Patrick Gray (patrick.c.gray at duke) - https://github.com/patrickcgray
In this chapter we will classify the Sentinel-2 image we've been working with using a supervised classification approach which incorporates the training data we worked with in chapter 4. Specifically, we will be using Naive Bayes. Naive Bayes predicts the probabilities that a data point belongs to a particular class and the class with the highest probability is considered as the most likely class. The way they get these probabilities is by using Bayes’ Theorem, which describes the probability of a feature, based on prior knowledge of conditions that might be related to that feature. Naive Bayes is quite fast when compared to some other machine learning approaches (e.g., SVM can be quite computationally intensive). This isn't to say that it is the best per se; rather it is a great first step into the world of machine learning for classification and regression.

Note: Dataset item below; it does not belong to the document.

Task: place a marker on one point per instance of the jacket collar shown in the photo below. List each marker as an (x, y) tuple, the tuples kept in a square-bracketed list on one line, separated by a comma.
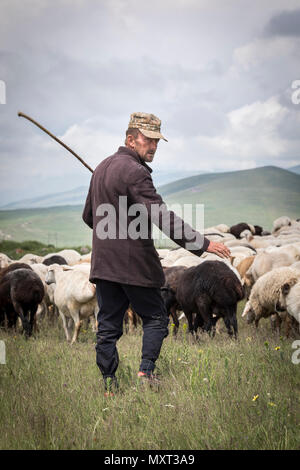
[(127, 151)]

In this chapter we will be using the Naive Bayes implementation provided by the scikit-learn library. scikit-learn
is an amazing machine learning library that provides easy and consistent interfaces to many of the most popular machine learning algorithms. It is built on top of the pre-existing scientific Python libraries, including numpy
, scipy
, and matplotlib
, which makes it very easy to incorporate into your workflow. The number of available methods for accomplishing any task contained within the library is (in my opinion) its real strength. No single algorithm is best for all tasks under all circumstances, and scikit-learn
helps you understand this by abstracting the details of each algorithm to simple consistent interfaces. For example:
This figure shows the classification predictions and the decision surfaces produced for three classification problems using 9 different classifiers. What is even more impressive is that all of this took only about 110 lines of code, including comments!
import rasterio
from rasterio.mask import mask
import geopandas as gpd
import numpy as np
from shapely.geometry import mapping
Now we need to collect all the Sentinal-2 bands because they come as individual images one per band.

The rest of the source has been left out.